About the Artist
Kate Johnston was born in 1988 into a creative family in New Jersey and started making pots early in her life. By her teenage years, she worked at a local community school clay department, and later trained at the prestigious New York State College of Ceramics at Alfred University. She is one of many millennial potters who has chosen Seagrove, a small area in central North Carolina, as a home and has been influenced by 19th-century regional processes. She creates works recognizable as distinctly her own while contributing to and drawing upon the ever-evolving visual tradition in the Seagrove area.

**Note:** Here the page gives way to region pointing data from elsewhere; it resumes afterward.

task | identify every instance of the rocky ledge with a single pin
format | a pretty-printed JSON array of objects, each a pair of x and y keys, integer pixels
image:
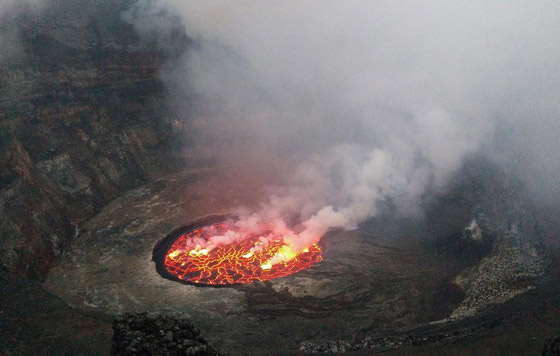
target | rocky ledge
[{"x": 158, "y": 335}]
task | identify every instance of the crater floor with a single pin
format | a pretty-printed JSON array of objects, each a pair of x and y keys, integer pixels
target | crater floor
[{"x": 382, "y": 277}]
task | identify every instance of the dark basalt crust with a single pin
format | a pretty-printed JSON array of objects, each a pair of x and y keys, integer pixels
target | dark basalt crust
[{"x": 161, "y": 248}]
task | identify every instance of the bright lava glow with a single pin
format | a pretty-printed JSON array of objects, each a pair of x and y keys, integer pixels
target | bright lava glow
[{"x": 244, "y": 261}]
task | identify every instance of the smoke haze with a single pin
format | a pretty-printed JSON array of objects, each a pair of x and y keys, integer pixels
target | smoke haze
[{"x": 374, "y": 101}]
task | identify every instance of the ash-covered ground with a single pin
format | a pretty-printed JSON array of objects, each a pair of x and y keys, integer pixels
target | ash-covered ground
[{"x": 391, "y": 284}]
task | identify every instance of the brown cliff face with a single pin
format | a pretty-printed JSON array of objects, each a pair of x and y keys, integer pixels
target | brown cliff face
[{"x": 80, "y": 122}]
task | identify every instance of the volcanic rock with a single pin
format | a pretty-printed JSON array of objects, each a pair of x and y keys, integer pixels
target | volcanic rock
[
  {"x": 552, "y": 347},
  {"x": 143, "y": 334},
  {"x": 80, "y": 123}
]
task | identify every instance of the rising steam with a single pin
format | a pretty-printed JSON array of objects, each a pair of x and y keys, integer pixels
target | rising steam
[{"x": 377, "y": 100}]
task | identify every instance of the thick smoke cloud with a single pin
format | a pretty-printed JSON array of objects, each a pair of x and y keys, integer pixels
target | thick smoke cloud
[
  {"x": 377, "y": 101},
  {"x": 9, "y": 12}
]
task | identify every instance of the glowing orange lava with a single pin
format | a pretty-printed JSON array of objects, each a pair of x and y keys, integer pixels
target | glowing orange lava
[{"x": 244, "y": 261}]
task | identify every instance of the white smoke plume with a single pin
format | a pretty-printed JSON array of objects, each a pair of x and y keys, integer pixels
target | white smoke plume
[
  {"x": 9, "y": 12},
  {"x": 377, "y": 100}
]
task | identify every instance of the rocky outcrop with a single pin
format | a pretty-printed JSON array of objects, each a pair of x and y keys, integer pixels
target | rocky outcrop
[
  {"x": 80, "y": 123},
  {"x": 158, "y": 335}
]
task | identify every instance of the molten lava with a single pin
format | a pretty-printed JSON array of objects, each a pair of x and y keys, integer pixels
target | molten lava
[{"x": 244, "y": 261}]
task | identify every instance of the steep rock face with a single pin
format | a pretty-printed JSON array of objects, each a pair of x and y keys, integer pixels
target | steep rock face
[{"x": 80, "y": 106}]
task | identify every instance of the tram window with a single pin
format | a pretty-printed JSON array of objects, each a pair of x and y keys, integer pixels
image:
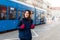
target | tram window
[
  {"x": 19, "y": 14},
  {"x": 2, "y": 12},
  {"x": 12, "y": 13}
]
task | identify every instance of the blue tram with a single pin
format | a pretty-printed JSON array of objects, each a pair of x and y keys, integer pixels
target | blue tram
[{"x": 10, "y": 11}]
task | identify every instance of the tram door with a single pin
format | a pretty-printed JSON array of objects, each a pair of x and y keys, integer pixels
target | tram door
[
  {"x": 37, "y": 17},
  {"x": 3, "y": 17},
  {"x": 8, "y": 18}
]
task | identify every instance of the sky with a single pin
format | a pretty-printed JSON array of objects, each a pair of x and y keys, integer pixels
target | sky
[{"x": 54, "y": 3}]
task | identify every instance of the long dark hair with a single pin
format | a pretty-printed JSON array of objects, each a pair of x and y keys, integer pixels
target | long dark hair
[{"x": 29, "y": 12}]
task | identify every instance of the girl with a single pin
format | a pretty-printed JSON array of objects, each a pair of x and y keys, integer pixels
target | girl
[{"x": 25, "y": 26}]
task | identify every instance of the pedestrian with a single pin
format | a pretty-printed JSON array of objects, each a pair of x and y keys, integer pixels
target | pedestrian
[{"x": 25, "y": 26}]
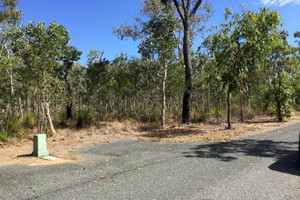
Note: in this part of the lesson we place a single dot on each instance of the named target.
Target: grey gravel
(263, 166)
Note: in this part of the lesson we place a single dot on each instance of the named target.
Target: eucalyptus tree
(9, 13)
(187, 12)
(244, 41)
(41, 49)
(282, 68)
(10, 16)
(159, 45)
(71, 54)
(158, 40)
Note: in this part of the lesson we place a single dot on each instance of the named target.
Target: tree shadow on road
(229, 151)
(288, 164)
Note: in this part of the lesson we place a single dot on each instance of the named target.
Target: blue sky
(90, 22)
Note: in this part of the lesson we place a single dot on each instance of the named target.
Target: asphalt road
(263, 166)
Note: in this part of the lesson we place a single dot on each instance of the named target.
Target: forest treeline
(244, 67)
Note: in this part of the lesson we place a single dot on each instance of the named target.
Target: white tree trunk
(163, 95)
(49, 118)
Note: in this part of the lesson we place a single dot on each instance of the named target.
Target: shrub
(11, 127)
(30, 120)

Seagrove boasts a large concentration of active ceramicists; today, it is thought there are up to 100 potters working in the area. Some are part of families who have made pottery in the region for many generations. Others moved to the region for its clay community and the accessibility of nearby clay deposits.
Sarah’s POV
Johnston’s unmistakable style is owed to her attentive processes of applying and carving layers of contrasting slips into stylized flora and Art Deco-inspired patterns on the surfaces of her ceramic pieces. Her works feature glossy ash glazes and warm brown tones complexified with salt additions to the atmosphere of a wood-burning kiln.
The effect of the kiln atmosphere is visible in this lidded vessel on the top of the lid and in the band above the looped handles where unglazed clay takes on a deep brown tone and an almost shiny metallic reflection where light strikes the surface.
Johnston creates a variety of forms, including those meant as daily service items like plates, cups, and vases, in addition to large-scale vessels and storage jars. She has become a prominent voice for young potters in the Seagrove area, especially women potters. Her voice emanates through workshops she teaches, lectures given (such as at the National Council on Education for the Ceramic Arts conference in 2019), participation in pottery fairs and exhibitions, and the opening of the Triangle Studio and gallery in Seagrove with collaborator Erin Younge.
~ Contributed by Sarah Kelly, curatorial fellow
This work will be on view in an upcoming exhibition curated by Sarah Kelly titled Muddying the Waters: Exploring Traditions in Carolina Clay.